Voglio dire due parole su questo nuovo percorso chiamiamolo didattico, ma forse dovrei dire di studio sulla narrazione, Raccontare storie, che partirà da martedì 15 ottobre alla Baracca.
Innanzi tutto si tratta della necessità della mia bambina, quella che porto dentro. Ha bisogno di ascoltare storie e nessuno più gliele racconta.
Morti tutti coloro che mi narravano, la comunità narrativa di cui facevo parte, nonne nonni e babbo, scomparsa la loro fisicità, ho necessità di continuare a prendere quel nutrimento.
Se mai è ancora possibile.
Vorrei che non si facesse confusione: si tratta di un fatto ben diverso dallo "storytelling" (raccontare storie per vendere storie su Internet), o dai milioni di video che vediamo e facciamo, che sono sì importanti come documento o quello che volete, ma niente a che vedere con la narrazione vera, in presenza, carnale: solo quella costituisce un vero nutrimento e un insegnamento efficace. Di fantasia e memoria.
Contrariamente a quello che si pensa, la narrazione è fisicità, e quindi nei nostri incontri sarà necessario anche curare il corpo.

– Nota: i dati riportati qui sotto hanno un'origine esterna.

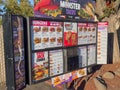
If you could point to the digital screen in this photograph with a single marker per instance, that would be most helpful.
(86, 33)
(70, 34)
(40, 67)
(56, 62)
(46, 34)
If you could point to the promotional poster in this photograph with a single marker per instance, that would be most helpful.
(46, 34)
(19, 60)
(102, 43)
(67, 9)
(91, 54)
(40, 66)
(82, 51)
(70, 34)
(86, 33)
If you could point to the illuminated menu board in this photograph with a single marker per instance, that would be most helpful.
(46, 34)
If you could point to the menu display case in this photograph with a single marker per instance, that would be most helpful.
(70, 34)
(54, 47)
(46, 34)
(40, 65)
(56, 62)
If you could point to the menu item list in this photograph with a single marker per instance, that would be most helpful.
(56, 62)
(86, 33)
(40, 65)
(46, 34)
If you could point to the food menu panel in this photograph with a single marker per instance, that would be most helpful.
(19, 60)
(46, 34)
(40, 66)
(72, 59)
(56, 62)
(70, 34)
(92, 27)
(102, 43)
(86, 33)
(82, 52)
(91, 54)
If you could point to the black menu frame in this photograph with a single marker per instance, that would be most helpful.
(30, 51)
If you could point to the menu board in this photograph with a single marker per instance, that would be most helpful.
(46, 34)
(72, 59)
(40, 65)
(86, 33)
(19, 60)
(65, 9)
(70, 34)
(91, 54)
(82, 52)
(56, 62)
(102, 43)
(92, 27)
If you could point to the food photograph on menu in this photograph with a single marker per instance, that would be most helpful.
(70, 34)
(86, 33)
(92, 32)
(82, 51)
(56, 62)
(92, 54)
(72, 59)
(40, 66)
(46, 34)
(82, 33)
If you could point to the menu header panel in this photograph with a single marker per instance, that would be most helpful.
(67, 9)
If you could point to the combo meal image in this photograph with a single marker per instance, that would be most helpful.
(37, 29)
(37, 40)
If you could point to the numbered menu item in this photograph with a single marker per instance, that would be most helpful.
(92, 33)
(91, 54)
(82, 33)
(56, 62)
(40, 65)
(86, 33)
(46, 34)
(82, 51)
(70, 34)
(102, 43)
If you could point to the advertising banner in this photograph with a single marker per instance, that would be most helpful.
(46, 34)
(19, 58)
(102, 43)
(67, 9)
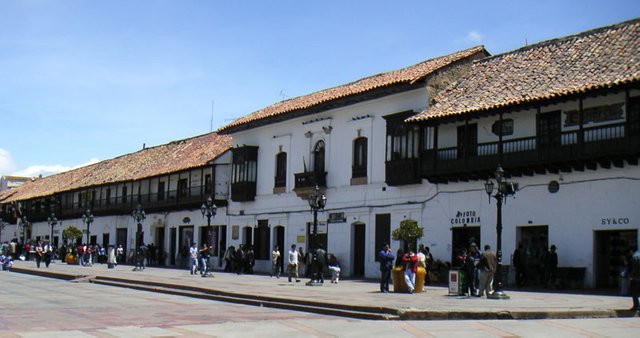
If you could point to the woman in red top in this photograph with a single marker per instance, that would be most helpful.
(410, 260)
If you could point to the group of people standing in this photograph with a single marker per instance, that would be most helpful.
(241, 260)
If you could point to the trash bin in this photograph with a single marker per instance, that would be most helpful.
(456, 282)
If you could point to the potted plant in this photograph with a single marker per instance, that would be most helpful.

Qualcuno obbietta: ma quando si racconta, si racconta e basta, non servono tecniche.
E' possibile, ma non per tutti; e comunque è certo più nessuno racconta o capisce ormai cosa questo possa costituire. Non ci sono più occasioni. Comunità.
Quante volte ne ho parlato con il mio amico Fulvio Silvestrini!
In realtà non si racconta anche perché non siamo più capaci di ascoltare. Anche se vediamo centinaia di video.
Raccontare presuppone il restare in ascolto, attenzione senza immagini.
Il racconto in presenza senza immagini è quello che più stimola la fantasia. In questo è come la musica; e d'altronde nel parlare la musica è imprescindibile, la musica delle parole, come i silenzi, le pause...
Ma non abbiamo più la pazienza necessaria per ascoltare, e dunque è venuta meno quella di immaginare liberamente, e quindi la capacità di raccontare.
P.S. Scrivo per chi ha conosciuto Fulvio: lui era un grande narratore, oltreché lettore, e sapeva ascoltare come pochi.
Per questo tutti lo scansavano, perché era un grande narratore. Certo, non aveva il senso della misura, che invece è importante; ma alla fine l'aveva imparata, quell'arte della misura e del tempo e noi avevamo stabilito un accordo, quando interveniva alla Baracca, che a un certo punto lo dovevo fermare.
Altrettanto importante è stato quello che ho imparato da lui nelle mattinate che abbiamo passato insieme a raccontarci. O al telefono. Lui è stato uno degli ultimi a telefonarmi per raccontare qualcosa.